Where They Are Now

An unflinching eye behind the camera

"Nothing that's real or true or human disgusts me," says the president of HBO Documentary Films.

Timothy Greenfield-Sanders

Timothy Greenfield-Sanders

Sheila Nevins ’63MFA oversees documentary films for HBO. View full image

Sheila Nevins ’63MFA was first hired by HBO in 1979 and has been president of HBO Documentary Films since 2004. Documentaries she has produced have won dozens of Emmy, Peabody, and Academy awards.

Y: You went to the Yale drama school. How did you move from theater to documentaries?

N: When I was at Yale I majored in directing, and I had never really watched television. I was a TV snob. Then I somehow caught a program about people all over the world doing something at the very same time. And I thought that real people were just as interesting as fictional people. And since in the ’60s the world of theater directing was pretty closed to women, I decided that maybe there was something in the docu world that would make sense. Later I got a job as an associate producer on The Great American Dream Machine [a PBS show from the early ’70s]. I did the man-on-the-street interviews, and from then on I got engaged in real people’s stories as opposed to fictional stories.

Y: How many documentaries has HBO produced?

N: We’ve made certainly a thousand docus. But a thousand over 30 years is not so many.

Y: How has your taste changed over the years?

N: Not really at all. The medium and technology have changed. But the taste for something that’s true, and that moves people, and that creates empathy, and that is everlasting—that doesn’t change. Maybe the characters change, or the way they’re dressed, or the cars they drive, or the method they use for suicide. But it’s the same story, same heart, same people.

Y: What’s the state of the American documentary?

N: Financially, it’s always in trouble. There are always surprises. Films about caves make money, and films about chimps don’t. But in terms of public consciousness, I think it’s grown in respect. When I used to say, “I work in documentaries,” people would stifle a yawn. Now, they perk up a little. Reality programming has probably helped a little. You can make a docu that people who don’t have PhDs and didn’t go to Yale and who work in a coal mine can like. Well, I guess you could work in a coal mine and go to Yale, right? But not too many people.

Y: I haven’t met one yet.

N: If the economic climate continues, you may.

Y: You brought up reality TV. Is it a blessing or curse to documentaries?

N: I think it’s so distorted, and sometimes rightfully so, because it’s fun to watch. I’m not sure it’s the truth you get out of a docu. Though some shows, like Hoarders and Intervention, those touch on true. It is popular, and I’m all for popular.

Y: Do you go out into the field often?

N: Do I fly in helicopters and get wide shots?

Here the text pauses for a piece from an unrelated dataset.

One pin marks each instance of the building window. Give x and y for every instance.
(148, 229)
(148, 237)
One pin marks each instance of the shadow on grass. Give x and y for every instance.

No. Do I do interviews? Yes. I just interviewed Gloria Steinem. I don’t like to do anything that I think someone else can do better than I can. I wouldn’t go to Pakistan to make a film about people having acid thrown in their faces. I would be afraid to do that. I wouldn’t go to a prison in Afghanistan. But I’m smart enough to know the people who will. I don’t know that I’m particularly brave. I’m very curious, but I’m not necessarily willing to face danger. Although I’m happy to watch it. Isn’t that selfish? [Laughs] Well, don’t generals send other people out to war?

Y: What are you really excited about right now?

N: When I work on a film, I love it and care about it, and I think it’s the most important thing in the world at that moment. As soon as it’s on, I lose interest. I can talk about what’s coming up with enthusiasm. We have a film called The Loving Story, about the first black-white marriage in Virginia. We did a film [recently] about some nuns in Bethlehem, Connecticut. One of them was an actress in the ’50s, and she just decided to go into this cloistered life. It’s called God Is the Greater Elvis. She had to choose between Elvis and God, and she chose God.

Y: Now we’ve come to the psychoanalytical portion of the interview.

N: Should I lie down?

Y: Tell me about your mother.

N: My mother had amputations, and she was often shocking people in public by the way she looked. She had a stump, and it was about 100 degrees in New York, and we were sitting at a counter in a Chock full o’Nuts near Barnard, and she let her stump hang loose near the countertop. Some woman sat down and said, “That’s disgusting!” and moved away. My mother could’ve pulled her sleeve down to make a knot, but it was very uncomfortable to move your arm like that. So I remember my mother rolled up her sleeve with her other hand.

Y: What did that teach you?

N: We can’t all be perfect. Nothing that’s real or true or human disgusts me. I have to watch that a little bit because my taste-o-meter is just different from a lot of other people’s. I think if it really happened, then you should show it. If it’s a war wound, or an accident on a road, or whatever. I don’t think you need to euphemize the vulgarity of living. You know how they pull the curtain in the hospital and everyone has to step out of the room? I would say that I don’t step out of the room. I want to know what’s going on behind the curtain.